C’est ce qu’a expliqué Christoph Bandli dans un entretien publié par la «SonntagsZeitung». Le Conseil fédéral n’est simplement pas l’organe compétent pour mettre l’évasion et la fraude fiscales sur un pied d’égalité et faire ainsi sauter le secret bancaire, note-t-il.

Le président du TAF admet toutefois que l’interprétation du Conseil fédéral «tient debout et que ce n’était pas une option fantaisiste». Contrairement à la remise de données par la FINMA, qui était clairement illégale, l’accord signé par le Conseil fédéral avec les Etats-Unis relève d’une question juridique délicate, à laquelle on peut apporter différentes réponses.

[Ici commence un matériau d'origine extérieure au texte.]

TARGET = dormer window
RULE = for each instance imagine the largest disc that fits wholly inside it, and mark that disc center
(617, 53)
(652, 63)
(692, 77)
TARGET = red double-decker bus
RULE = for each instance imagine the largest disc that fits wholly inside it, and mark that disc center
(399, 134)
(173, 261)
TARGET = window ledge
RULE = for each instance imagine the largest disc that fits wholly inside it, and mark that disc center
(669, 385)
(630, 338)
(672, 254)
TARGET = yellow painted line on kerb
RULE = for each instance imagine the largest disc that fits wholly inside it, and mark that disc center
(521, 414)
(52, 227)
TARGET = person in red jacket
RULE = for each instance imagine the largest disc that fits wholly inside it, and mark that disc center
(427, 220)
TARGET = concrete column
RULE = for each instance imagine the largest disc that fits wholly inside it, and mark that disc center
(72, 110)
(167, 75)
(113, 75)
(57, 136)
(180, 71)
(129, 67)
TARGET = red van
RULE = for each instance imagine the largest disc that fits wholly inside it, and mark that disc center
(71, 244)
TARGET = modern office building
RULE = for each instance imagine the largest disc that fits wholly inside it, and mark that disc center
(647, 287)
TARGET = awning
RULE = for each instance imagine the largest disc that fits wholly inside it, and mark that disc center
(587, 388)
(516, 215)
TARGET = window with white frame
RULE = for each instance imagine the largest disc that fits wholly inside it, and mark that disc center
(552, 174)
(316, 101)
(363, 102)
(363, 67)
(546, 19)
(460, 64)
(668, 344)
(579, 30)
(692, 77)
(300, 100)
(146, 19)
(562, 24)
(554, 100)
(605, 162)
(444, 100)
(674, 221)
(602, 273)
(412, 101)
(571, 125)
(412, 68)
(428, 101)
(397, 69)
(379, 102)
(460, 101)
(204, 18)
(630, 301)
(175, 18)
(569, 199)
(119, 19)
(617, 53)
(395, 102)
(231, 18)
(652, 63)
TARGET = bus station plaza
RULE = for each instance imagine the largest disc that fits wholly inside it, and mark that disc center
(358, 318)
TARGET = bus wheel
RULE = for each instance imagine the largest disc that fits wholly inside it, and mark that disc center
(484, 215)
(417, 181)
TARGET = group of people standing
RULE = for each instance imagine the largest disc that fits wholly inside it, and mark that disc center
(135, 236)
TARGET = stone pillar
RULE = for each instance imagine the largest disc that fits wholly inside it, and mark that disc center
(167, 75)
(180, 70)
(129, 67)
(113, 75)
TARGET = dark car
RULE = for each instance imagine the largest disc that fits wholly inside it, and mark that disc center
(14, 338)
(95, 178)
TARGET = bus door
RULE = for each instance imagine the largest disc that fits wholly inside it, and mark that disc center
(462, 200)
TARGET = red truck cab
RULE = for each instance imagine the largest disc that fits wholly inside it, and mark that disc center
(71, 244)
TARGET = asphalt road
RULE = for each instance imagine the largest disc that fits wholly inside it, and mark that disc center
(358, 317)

Le Conseil fédéral et ses juristes étaient soumis à une «immense pression» et ont cherché désespérément une solution dans le différend fiscal avec les Etats-Unis. «Après un examen sérieux, nous sommes arrivés à une autre conclusion que le gouvernement. Cela arrive souvent», a souligné M. Bandli pour justifier la décision du TAF de remettre en question la voie empruntée.

Tribunal critiqué

A l’opposé, un professeur qui a soutenu l’avis du Conseil fédéral dans des expertises critique la décison du TAF. Selon René Matteotti, professeur de droit fiscal, l’entraide administrative est aussi possible dans des cas graves et répétés d’évasion fiscale, comme l’a estimé le Conseil fédéral.

Le professeur juge dans la «NZZ am Sonntag» que le verdict du TAF est en soi contradictoire et peu convaincant sur le plan méthodologique. Le tribunal n’a «pas vu le problème» et opéré avec des théories au lieu de se confronter au texte de l’accord.

Le professeur Matteotti estime lui aussi que la balle est maintenant dans le camp du Parlement. Comme la décison du TAF ne peut pas être attaquée juridiquement, le législateur doit maintenant décider s’il veut suivre l’interprétation du Conseil fédéral ou celle du tribunal.